Mediatek Interview QA

1. Why are we not checking the hold before CTS?

Before CTS, clock is ideal that means exact skew is not there. All the clocks reaching the flops at the same time. So, we don’t have skew and transition numbers of the clock path, but this information is sufficient to perform setup analysis since setup violations depends on the data path delay. Clock is propagated only after CTS (actual clock tree is built, clock buffers are added & clock tree hierarchy, clock skew, insertion delay comes into picture) and that’s why hold violations are fixed only after CTS.

2. Can both Setup and Hold violations occur in same start and end points?

Yes, if they have different combo paths.

3. What is the derate value that can be used?

For setup check derate data path by 8% to 15%, no derate in the clock path.
For hold check derate clock path by 8% to 15%, no derate in the data path.

4. What are the corners you check for timing sign-off? Is there any changes in the derate value for each corner?

Corners: Worst, Best, Typical.
Same derating value for best and worst. For typical it can be less.

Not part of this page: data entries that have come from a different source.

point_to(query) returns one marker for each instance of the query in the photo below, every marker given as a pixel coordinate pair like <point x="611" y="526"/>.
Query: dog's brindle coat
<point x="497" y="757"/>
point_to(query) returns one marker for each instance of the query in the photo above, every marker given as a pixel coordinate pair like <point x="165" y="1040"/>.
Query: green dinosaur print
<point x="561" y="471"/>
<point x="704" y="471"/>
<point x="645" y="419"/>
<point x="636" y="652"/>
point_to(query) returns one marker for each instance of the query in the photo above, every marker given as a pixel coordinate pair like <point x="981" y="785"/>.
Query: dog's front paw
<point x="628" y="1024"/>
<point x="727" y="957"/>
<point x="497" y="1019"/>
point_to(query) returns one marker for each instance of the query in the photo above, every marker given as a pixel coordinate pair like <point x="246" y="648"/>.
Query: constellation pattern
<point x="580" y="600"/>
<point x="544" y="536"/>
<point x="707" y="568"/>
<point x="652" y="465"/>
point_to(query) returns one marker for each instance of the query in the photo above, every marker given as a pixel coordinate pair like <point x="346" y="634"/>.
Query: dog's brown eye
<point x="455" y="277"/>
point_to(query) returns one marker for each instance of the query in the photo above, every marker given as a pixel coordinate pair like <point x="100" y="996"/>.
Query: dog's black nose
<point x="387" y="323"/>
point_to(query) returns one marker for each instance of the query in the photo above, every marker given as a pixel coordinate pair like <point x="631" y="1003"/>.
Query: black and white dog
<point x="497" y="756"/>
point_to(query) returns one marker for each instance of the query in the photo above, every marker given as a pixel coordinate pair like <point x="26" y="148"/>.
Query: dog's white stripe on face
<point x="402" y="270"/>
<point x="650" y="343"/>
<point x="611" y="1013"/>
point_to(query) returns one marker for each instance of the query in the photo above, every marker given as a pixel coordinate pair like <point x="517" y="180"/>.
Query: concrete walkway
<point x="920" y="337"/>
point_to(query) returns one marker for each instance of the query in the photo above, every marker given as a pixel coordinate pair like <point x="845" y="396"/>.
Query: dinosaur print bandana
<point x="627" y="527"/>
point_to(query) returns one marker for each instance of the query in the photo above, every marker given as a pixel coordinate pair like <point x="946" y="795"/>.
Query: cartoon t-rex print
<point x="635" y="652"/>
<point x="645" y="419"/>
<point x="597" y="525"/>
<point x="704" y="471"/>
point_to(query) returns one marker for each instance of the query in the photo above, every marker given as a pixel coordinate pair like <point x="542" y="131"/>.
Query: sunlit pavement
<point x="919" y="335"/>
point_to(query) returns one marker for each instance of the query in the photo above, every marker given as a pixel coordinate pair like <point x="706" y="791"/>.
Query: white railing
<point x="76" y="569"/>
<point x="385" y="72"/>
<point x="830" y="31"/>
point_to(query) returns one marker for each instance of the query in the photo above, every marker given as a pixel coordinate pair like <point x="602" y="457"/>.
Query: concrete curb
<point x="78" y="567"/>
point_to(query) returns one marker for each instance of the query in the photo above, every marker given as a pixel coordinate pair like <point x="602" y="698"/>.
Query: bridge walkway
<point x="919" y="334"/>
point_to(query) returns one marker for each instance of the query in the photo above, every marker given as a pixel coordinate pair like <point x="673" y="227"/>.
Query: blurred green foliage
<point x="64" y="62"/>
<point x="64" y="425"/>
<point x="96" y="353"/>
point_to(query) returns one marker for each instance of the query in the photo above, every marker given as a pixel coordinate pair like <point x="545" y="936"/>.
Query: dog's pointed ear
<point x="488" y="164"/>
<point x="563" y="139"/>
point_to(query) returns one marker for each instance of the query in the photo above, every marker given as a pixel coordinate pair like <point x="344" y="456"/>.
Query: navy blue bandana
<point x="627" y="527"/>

5. Where do you get the WLM’s? Do you create WLM’s? How do you specify?

Wire Load Models (WLM) are available from the library vendors.
We dont create WLM.
WLMs can be specified depending on the area.

6. Where do you get the derating value? What are the factors that decide the derating factor?

Based on the guidelines and suggestions from the library vendor and previous design experience derating value is decided.
PVT variation is the factor that decides the derating factor.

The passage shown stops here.